Dostoevsky’s Devils entirely acquits itself of any charge of being rushed or lazy, and not because it is 700 pages long. The forces in the story, at work from the beginning, slowly but inevitably plunge it down into violence. You knew that this, more or less, was how it would end. Devils does not escape the meaninglessness so crushing in similarly violent resolutions. It makes no effort to escape. Every death is senseless. There is no heroism, nothing achieved or saved. The villains win thoroughly, and even they gain nothing. With grim irony, Dostoevsky allows his villains to succeed in their schemes while failing in their objects. Most stories work in dichotomy: someone has to win and someone else has to lose. In Devils the villains fail, and still everyone else loses.

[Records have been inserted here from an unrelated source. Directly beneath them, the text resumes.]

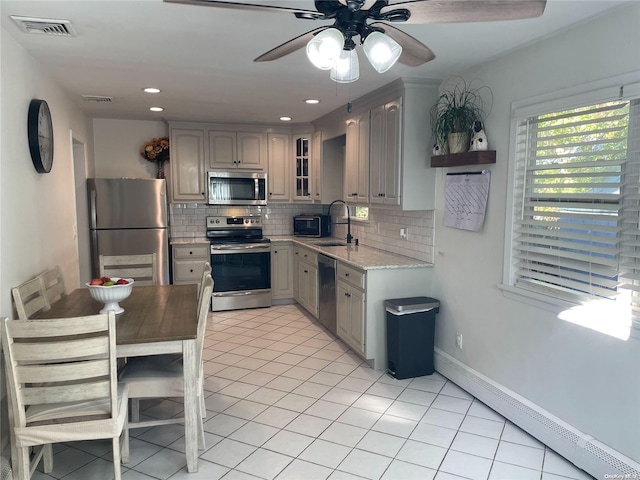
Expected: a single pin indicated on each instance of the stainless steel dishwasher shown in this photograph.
(327, 310)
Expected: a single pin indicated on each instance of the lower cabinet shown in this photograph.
(281, 271)
(305, 289)
(350, 303)
(188, 261)
(350, 306)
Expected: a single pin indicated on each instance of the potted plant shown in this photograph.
(452, 117)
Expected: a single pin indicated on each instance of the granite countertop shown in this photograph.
(362, 257)
(189, 241)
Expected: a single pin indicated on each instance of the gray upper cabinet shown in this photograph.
(356, 176)
(278, 177)
(237, 150)
(388, 145)
(187, 165)
(385, 153)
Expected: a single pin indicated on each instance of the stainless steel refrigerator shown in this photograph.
(128, 217)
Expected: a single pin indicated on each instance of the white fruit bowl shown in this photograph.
(111, 295)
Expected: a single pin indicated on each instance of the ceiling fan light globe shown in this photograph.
(324, 49)
(381, 50)
(346, 68)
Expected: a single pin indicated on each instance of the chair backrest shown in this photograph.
(203, 314)
(30, 297)
(53, 284)
(142, 268)
(66, 361)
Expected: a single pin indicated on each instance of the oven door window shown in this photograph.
(241, 271)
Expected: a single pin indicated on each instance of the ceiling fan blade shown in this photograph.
(248, 6)
(414, 52)
(461, 11)
(289, 47)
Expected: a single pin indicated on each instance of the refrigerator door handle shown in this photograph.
(94, 253)
(92, 208)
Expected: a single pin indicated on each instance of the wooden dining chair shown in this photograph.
(62, 387)
(30, 297)
(142, 268)
(53, 284)
(161, 376)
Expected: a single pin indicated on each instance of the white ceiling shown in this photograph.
(202, 57)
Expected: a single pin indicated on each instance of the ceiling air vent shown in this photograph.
(97, 98)
(45, 26)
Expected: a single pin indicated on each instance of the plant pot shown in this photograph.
(458, 142)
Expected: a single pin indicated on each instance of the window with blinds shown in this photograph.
(573, 187)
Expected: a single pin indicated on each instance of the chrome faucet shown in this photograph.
(349, 236)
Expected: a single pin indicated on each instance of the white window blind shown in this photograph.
(568, 198)
(630, 255)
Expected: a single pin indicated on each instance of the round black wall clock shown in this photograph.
(40, 131)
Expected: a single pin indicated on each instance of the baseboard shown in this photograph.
(579, 448)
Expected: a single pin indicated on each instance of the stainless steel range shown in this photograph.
(240, 263)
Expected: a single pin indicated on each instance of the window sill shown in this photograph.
(536, 299)
(561, 307)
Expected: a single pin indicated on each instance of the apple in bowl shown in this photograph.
(110, 291)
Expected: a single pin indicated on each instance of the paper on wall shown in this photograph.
(466, 200)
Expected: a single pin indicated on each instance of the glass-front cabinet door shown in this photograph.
(302, 165)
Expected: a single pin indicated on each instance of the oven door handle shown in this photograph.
(236, 248)
(234, 294)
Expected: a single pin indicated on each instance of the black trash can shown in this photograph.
(410, 336)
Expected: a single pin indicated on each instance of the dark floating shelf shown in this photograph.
(465, 158)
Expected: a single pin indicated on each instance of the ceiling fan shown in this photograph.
(332, 47)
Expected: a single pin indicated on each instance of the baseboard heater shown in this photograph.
(579, 448)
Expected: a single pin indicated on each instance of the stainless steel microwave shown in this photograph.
(312, 225)
(236, 188)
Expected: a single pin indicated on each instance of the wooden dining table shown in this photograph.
(156, 320)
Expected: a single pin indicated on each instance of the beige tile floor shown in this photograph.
(286, 400)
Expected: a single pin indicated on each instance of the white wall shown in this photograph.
(585, 378)
(38, 211)
(117, 145)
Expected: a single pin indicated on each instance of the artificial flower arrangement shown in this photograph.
(156, 150)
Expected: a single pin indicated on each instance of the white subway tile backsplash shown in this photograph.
(382, 231)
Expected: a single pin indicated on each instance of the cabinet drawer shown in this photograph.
(351, 275)
(189, 272)
(305, 255)
(191, 252)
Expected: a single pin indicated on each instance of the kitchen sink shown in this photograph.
(329, 243)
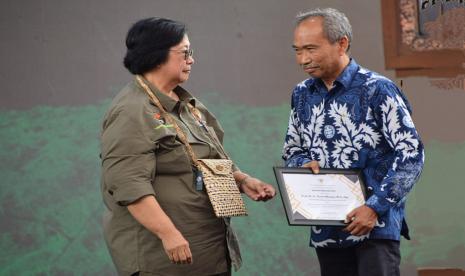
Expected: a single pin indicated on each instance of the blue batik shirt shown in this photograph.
(364, 122)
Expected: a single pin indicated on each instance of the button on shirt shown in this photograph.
(364, 122)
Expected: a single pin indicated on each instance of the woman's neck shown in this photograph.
(161, 83)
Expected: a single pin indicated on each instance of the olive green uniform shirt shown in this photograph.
(142, 155)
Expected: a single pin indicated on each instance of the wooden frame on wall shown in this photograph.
(411, 54)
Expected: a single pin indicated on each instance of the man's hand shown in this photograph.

What redeems all this is the force of Dostoevsky’s ideas. The novel is sometimes labeled a critique of atheism, and that is true enough. Its full scope, however, is broader and subtler. The crucial dynamic of the novel is the strange, half-contemptuous affinity between the young radicals and the rich, respectable people in power. These, together, are Dostoevsky’s devils. The revolutionaries were active in mischief, and the people in authority complaisant to it. The radicals were declared atheists. The people in authority went to church, or at least made profession of some vague God. But they had no spiritual or intellectual anchor. They simply drifted – ever attracted by new ideas but incapable of serious examination, impressed by boldness but unable to hold conviction of their own. Indifference is as fatal to the soul as disbelief. The devils were not all atheists, but they were all godless.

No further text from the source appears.